Because Pryce didn't disrupt. Didn't shine. Didn't decay. He simply existed in that liminal space between memory and forgetting, watching the world with eyes that catalogued everything and judged nothing.

He watched Beatrice tuck the same curl behind her ear four times before opening her water bottle.

Watched Mark laugh too loudly at his own jokes, checking to see who was impressed.

Watched Mr. Kinley slip a flask from his jacket pocket and pretend it was hand sanitizer.

Watched a sophomore pick at her salad like it had personally offended her ancestors.

All the while, Pryce sat in perfect stillness. No hunger. No thirst. No need for the small rituals that defined human existence.

Because Pryce wasn't entirely anymore. Hadn't been for a very long time.

And today, like every day, he was hunting.

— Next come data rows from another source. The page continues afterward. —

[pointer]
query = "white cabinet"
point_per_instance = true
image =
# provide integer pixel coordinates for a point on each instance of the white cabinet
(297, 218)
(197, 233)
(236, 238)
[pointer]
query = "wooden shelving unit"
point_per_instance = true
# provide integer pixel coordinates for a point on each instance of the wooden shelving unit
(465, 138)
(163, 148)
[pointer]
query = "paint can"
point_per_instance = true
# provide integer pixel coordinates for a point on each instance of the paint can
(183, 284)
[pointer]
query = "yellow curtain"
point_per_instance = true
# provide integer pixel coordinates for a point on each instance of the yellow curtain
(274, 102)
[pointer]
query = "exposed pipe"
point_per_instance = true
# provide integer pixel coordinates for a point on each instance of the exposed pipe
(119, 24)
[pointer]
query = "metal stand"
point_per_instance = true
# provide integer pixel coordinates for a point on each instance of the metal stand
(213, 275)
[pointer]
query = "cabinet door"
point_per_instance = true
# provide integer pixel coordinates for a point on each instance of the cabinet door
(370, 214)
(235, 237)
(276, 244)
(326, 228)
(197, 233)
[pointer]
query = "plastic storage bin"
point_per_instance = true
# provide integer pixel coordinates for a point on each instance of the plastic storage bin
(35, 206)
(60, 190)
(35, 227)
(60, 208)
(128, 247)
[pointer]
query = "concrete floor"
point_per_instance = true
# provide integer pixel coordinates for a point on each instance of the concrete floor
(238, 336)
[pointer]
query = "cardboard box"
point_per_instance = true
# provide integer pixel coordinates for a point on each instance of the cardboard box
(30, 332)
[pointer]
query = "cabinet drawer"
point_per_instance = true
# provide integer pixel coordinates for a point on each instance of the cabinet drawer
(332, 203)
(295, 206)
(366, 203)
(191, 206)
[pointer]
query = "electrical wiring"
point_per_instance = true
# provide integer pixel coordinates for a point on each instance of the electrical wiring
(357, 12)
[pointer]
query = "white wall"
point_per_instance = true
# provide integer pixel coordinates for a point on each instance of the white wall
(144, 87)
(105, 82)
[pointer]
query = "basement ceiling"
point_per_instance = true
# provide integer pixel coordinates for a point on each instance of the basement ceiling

Not for prey—that was too crude, too simple. He was hunting for something far more precious: desperation. The kind that ate at souls from the inside, that whispered poison in the dark hours before dawn.

The kind that made people willing to trade anything—everything—for a single moment of relief.

His pen moved across the notebook page in elegant strokes:

Subjects: 247Potential candidates: 3Current kids with mild desperation: Insufficient

He paused, pen hovering over the paper like a scalpel over skin. His supernatural senses, honed by centuries of practice, detected the usual cacophony of teenage emotions: jealousy, lust, anger, fear.

But none of it had reached the crystalline purity of true desperation. Not yet.

But it would. It always did.

Pryce had learned patience in ways that would drive mortals mad. He could wait. Time meant nothing to a being who had watched empires rise and fall, who had walked through centuries like a man walks through rooms.

He would sit in this cafeteria, in this school, in this carefully constructed identity until someone broke badly enough to seek him out.

Because they always did, eventually.

The desperate always found their way to the Ancient Demon.

And when they did, Pryce would be ready to offer them exactly what they thought they wanted—and extract a price they'd never truly understand until it was far too late.

He closed the notebook with a soft snap and rose from his seat, moving through the cafeteria like mist through a graveyard. Students continued their conversations, teachers continued their patrols, and life continued its relentless forward march.

None of them noticed he'd been there at all.